In 1960, the UN Security Council, through Resolution 143, established ONUC. The main aspects of this mission’s mandate were to ensure the withdrawal of Belgian forces, to assist the government to maintain law and order and to provide technical assistance. The mandate was further modified to include the maintenance of the political integrity and political independence of the Congo, and the prevention of civil war, and to secure the removal of all foreign military and paramilitary personnel not under UN command from the Congo.

UNAMIR

In October 1993, the UN established UNAMIR for an initial period of six months through Security Council Resolution 872. UNAMIR was a successor to the Organisation of African Unity’s (OAU) Neutral Military Observer Group (NMOG). It was a peacekeeping mission, and its mandate was mainly to ensure the security of the capital Kigali, to monitor the cease-fire signed on 4 August 1992, to monitor the situation during the period of the transitional government’s rule, leading up to the elections, and to assist with mineclearing and the co-ordination of humanitarian relief operations. After the resumption of hostilities, the mission’s mandate was expanded to include the protection of refugees through the establishment of secure humanitarian areas.

UNAVEM series of missions

From December 1988 to June 1997, the UN established and sustained a series of three missions in Angola. UNAVEM I was established through Security Council Resolution 626 of December 1988. UNAVEM II was established through security Council Resolution 696 of 1991. The UNAVEM I mandate was, in effect, extended to UNAVEM II in 1991. UNAVEM I was to have a duration of 31 months, while UNAVEM II was to have a duration of 17 months. UNAVEM III was created by Security Council Resolution 976 of February 1995, for a period of 24 months. More specifically, the mandates of these missions were as follows:
  • UNAVEM I was to verify the redeployment of Cuban troops northwards of the Namibian border and their total withdrawal from Angola in accordance with the timetable agreed to between Angola and Cuba. This task was successfully accomplished by the end of May 1991.
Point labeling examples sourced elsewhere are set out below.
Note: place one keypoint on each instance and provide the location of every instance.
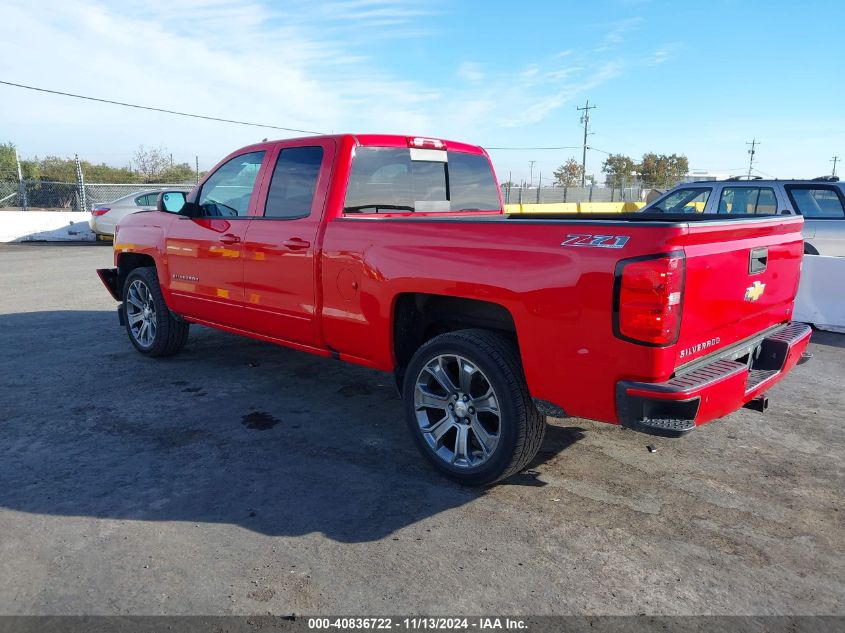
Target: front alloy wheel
(141, 313)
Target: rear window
(816, 202)
(748, 200)
(400, 179)
(683, 201)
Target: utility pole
(754, 143)
(22, 186)
(80, 183)
(585, 119)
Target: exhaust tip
(760, 403)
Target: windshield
(398, 179)
(684, 201)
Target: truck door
(205, 252)
(280, 275)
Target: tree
(569, 174)
(8, 166)
(151, 163)
(618, 168)
(660, 170)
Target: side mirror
(170, 201)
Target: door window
(400, 179)
(228, 190)
(294, 182)
(748, 200)
(816, 202)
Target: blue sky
(698, 78)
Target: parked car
(393, 252)
(104, 217)
(820, 201)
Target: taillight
(647, 299)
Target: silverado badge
(754, 291)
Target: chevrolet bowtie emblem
(754, 291)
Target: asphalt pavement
(244, 478)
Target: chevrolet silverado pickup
(393, 252)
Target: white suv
(820, 201)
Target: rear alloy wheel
(468, 407)
(152, 328)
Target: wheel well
(419, 317)
(127, 262)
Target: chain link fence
(40, 194)
(545, 195)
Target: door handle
(757, 260)
(296, 244)
(228, 238)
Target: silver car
(821, 201)
(104, 217)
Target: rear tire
(468, 408)
(150, 324)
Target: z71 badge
(596, 241)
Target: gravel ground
(244, 478)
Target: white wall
(53, 226)
(821, 293)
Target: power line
(536, 148)
(754, 143)
(153, 109)
(585, 119)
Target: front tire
(468, 408)
(151, 327)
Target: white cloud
(304, 66)
(470, 71)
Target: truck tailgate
(741, 279)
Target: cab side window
(228, 190)
(294, 182)
(748, 200)
(816, 202)
(147, 200)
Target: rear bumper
(712, 390)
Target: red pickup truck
(393, 252)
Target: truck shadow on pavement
(230, 431)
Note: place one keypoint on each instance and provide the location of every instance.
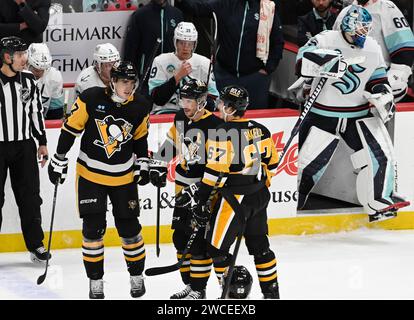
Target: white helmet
(105, 52)
(39, 56)
(185, 31)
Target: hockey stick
(174, 267)
(157, 231)
(233, 261)
(308, 105)
(166, 269)
(43, 276)
(213, 49)
(147, 71)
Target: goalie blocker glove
(58, 168)
(141, 171)
(158, 173)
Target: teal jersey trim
(334, 114)
(399, 39)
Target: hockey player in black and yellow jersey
(187, 139)
(113, 157)
(239, 163)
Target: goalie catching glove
(383, 100)
(58, 168)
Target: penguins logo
(114, 133)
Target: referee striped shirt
(21, 110)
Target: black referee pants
(20, 158)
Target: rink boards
(283, 217)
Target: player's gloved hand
(188, 196)
(158, 173)
(58, 168)
(141, 171)
(201, 216)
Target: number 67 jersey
(242, 153)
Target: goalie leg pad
(314, 157)
(375, 181)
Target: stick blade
(160, 270)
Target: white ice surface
(362, 264)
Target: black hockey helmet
(124, 70)
(12, 45)
(240, 283)
(235, 96)
(193, 89)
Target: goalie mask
(357, 23)
(185, 31)
(121, 77)
(240, 283)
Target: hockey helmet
(39, 56)
(240, 283)
(12, 45)
(124, 70)
(235, 96)
(358, 23)
(105, 52)
(193, 89)
(185, 31)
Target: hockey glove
(141, 174)
(188, 197)
(201, 216)
(158, 173)
(383, 100)
(58, 169)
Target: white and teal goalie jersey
(344, 97)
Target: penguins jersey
(51, 89)
(88, 78)
(189, 141)
(343, 97)
(166, 65)
(112, 134)
(242, 153)
(390, 29)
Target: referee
(21, 119)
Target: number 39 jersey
(241, 153)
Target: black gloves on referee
(58, 169)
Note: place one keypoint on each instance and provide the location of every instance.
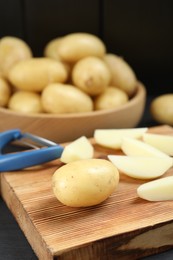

  • UNAVEM II took over where UNAVEM I left off, and its broad objectives were the verification of the arrangements agreed to between the Angolan government and UNITA, before and during the UNAVEM I period, pertaining to the cease-fire and the neutrality of the Angolan police. It was also to verify the elections in the country scheduled for September 1992. UNAVEM II was an observer mission with a combination of civilian police and military observers, as well as a civilian staff complement comprising international civilian staff and election observers.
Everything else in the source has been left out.